Malheureusement, le résultat scénique n’est pas renversant. Marc Collin aux synthés, un guitariste, un bassiste et un batteur accompagnent deux chanteuses, en l’occurrence Elodie Frégé et Liset Alea, pour créer une sorte de cabaret rock. L’ex-Star Academy, qui doit détester qu’on le lui rappelle, a l’air à l’aise dans ce genre de mise en scène, et installe tout de suite un jeu avec son acolyte. Cela part d’une bonne intention mais devient vite pesant : l’imitation du combat de tigresses sur Eye Of The Tiger est même limite embarrassante.

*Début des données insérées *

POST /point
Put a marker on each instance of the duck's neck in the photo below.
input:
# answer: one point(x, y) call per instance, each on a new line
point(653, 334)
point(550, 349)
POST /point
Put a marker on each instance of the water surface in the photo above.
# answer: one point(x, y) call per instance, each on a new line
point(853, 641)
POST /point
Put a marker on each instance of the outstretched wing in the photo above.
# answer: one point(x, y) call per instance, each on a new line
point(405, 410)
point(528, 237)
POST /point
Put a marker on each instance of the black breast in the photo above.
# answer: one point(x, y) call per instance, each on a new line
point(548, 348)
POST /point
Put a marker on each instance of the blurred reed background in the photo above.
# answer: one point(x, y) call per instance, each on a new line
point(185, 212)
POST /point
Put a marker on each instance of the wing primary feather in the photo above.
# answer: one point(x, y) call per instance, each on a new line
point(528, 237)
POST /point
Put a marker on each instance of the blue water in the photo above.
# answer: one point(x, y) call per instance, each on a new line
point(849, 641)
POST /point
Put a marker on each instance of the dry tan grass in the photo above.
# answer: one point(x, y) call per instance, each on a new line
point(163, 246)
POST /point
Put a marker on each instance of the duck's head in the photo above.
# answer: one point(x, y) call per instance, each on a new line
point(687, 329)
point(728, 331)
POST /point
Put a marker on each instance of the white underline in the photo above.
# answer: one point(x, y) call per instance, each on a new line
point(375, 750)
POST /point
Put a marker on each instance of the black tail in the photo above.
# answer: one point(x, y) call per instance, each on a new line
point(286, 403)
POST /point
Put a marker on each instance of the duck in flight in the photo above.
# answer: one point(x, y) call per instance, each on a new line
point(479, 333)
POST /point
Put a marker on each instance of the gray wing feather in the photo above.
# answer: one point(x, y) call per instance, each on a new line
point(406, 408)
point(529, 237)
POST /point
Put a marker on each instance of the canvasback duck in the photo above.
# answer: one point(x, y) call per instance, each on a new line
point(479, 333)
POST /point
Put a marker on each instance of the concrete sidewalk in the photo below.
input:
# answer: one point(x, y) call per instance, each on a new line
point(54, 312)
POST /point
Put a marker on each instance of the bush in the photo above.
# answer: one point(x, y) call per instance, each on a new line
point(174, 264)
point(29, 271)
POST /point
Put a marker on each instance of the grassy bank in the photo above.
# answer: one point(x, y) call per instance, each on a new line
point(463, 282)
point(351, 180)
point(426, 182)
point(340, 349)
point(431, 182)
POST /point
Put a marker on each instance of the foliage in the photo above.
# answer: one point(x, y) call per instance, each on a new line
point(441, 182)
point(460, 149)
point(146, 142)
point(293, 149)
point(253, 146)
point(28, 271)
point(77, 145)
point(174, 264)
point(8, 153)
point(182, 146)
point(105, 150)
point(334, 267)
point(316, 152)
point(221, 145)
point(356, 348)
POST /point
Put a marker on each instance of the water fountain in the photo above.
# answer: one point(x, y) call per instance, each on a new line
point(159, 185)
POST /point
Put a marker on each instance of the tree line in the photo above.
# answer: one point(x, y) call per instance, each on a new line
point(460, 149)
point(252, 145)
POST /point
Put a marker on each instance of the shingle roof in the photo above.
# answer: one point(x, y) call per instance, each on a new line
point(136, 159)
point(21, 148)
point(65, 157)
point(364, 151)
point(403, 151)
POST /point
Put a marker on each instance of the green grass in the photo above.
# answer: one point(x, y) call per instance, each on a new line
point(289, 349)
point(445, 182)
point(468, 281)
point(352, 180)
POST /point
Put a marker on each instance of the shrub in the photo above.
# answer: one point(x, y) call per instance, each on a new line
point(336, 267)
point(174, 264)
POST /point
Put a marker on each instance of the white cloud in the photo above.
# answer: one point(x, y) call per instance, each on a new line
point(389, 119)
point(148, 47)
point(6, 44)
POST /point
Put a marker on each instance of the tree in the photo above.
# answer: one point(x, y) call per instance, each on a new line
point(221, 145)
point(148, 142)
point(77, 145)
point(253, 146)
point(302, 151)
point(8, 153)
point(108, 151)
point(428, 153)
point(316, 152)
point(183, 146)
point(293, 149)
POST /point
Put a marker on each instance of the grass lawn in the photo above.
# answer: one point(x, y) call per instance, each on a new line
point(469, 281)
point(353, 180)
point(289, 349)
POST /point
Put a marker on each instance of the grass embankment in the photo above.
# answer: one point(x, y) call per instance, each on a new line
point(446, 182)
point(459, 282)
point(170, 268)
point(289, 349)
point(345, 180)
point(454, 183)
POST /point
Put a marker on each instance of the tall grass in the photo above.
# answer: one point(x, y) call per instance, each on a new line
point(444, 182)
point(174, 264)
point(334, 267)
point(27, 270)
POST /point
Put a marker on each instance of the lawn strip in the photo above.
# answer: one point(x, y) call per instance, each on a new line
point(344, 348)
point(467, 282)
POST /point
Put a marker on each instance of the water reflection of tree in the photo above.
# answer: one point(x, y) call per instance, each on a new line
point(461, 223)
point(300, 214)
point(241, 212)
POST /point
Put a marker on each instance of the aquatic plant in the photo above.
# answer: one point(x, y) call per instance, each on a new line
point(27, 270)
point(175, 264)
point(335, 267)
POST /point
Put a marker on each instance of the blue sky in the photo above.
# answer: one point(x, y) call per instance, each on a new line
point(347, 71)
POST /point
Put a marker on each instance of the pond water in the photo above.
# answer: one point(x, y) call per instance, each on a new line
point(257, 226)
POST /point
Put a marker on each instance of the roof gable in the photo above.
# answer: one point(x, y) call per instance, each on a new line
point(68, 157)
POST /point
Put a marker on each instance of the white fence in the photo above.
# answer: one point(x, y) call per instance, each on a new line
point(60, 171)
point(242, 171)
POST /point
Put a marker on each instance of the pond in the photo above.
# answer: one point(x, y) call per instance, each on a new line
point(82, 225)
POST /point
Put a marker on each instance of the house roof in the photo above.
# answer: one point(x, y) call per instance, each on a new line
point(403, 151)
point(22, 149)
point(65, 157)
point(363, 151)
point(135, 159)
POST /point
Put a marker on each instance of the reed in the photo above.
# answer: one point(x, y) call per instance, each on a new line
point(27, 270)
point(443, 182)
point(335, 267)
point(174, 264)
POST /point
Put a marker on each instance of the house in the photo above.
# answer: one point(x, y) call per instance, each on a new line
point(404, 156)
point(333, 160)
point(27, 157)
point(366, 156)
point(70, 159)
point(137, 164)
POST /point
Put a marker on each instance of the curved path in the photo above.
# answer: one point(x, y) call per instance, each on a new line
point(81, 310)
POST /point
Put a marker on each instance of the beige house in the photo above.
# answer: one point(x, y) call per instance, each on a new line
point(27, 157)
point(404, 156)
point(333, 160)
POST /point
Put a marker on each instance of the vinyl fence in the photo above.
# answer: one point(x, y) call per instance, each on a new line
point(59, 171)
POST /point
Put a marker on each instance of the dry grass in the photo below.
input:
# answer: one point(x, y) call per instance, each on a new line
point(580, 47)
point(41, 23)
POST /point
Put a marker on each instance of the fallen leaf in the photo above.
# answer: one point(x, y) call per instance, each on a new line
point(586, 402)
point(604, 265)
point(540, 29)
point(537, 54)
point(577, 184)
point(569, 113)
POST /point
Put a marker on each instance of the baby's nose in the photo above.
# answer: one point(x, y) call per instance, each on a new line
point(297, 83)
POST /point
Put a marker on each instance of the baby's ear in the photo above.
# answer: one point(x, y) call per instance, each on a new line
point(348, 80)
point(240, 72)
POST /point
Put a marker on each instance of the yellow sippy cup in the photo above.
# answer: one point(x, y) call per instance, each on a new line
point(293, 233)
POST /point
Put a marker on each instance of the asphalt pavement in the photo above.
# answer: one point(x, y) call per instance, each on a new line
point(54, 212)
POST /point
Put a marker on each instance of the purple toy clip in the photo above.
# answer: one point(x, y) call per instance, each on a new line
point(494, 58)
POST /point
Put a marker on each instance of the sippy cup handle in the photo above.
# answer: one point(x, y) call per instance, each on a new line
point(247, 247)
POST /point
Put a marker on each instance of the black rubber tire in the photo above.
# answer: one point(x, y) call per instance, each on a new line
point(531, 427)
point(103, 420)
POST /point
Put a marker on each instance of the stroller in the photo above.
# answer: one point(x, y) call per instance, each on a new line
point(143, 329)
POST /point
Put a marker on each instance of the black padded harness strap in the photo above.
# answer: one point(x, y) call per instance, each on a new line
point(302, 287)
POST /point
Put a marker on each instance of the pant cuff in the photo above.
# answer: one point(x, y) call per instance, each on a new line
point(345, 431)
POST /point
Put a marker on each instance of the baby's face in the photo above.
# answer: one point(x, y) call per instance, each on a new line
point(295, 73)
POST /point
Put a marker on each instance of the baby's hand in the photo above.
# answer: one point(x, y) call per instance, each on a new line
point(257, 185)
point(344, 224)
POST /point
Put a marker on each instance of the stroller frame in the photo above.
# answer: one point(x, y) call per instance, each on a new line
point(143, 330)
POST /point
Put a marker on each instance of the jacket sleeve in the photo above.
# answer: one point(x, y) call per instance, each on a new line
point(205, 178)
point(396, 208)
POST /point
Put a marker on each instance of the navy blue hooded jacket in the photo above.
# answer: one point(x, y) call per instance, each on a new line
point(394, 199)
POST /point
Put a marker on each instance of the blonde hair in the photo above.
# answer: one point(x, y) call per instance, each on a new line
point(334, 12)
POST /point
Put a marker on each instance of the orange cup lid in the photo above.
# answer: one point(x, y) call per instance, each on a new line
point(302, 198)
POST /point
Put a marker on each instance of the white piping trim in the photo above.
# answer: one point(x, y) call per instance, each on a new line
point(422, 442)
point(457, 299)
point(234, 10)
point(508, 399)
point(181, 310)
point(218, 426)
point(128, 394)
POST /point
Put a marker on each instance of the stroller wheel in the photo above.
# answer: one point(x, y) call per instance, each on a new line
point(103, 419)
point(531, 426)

Un décalage intéressant se crée quand Liset Alea annonce « bienvenue dans les années 80« , puisque rien n’annonce la couleur. Les synthés, trop marqueurs de cette décennie, ont bien sûr été bannis, et les arrangements reposent essentiellement sur la basse et la guitare, le piano étant plutôt discret. Il est alors plaisant de redécouvrir certains morceaux uniquement par les paroles quand on ne reconnaît pas les thèmes, ou de se rendre compte que ces morceaux sont extraits de bandes originales. Certaines relectures se transforment en bonnes surprises (What A Feeling, Forbidden Colours), surtout quand elle gardent ce côté « cheesy »* qu’on aime tant. Étrangement, les interprétations de Liset Alea ne sont dans le vrai que quand elles s’approchent des intonations suaves de Sade, l’une des grandes voix des années 80. Même chose pour Elodie Frégé, qui donne son meilleur avec Call Me de Blondie, tout en collant totalement au style vocal de Deborah Harry. Pas si facile de s’affranchir d’une époque…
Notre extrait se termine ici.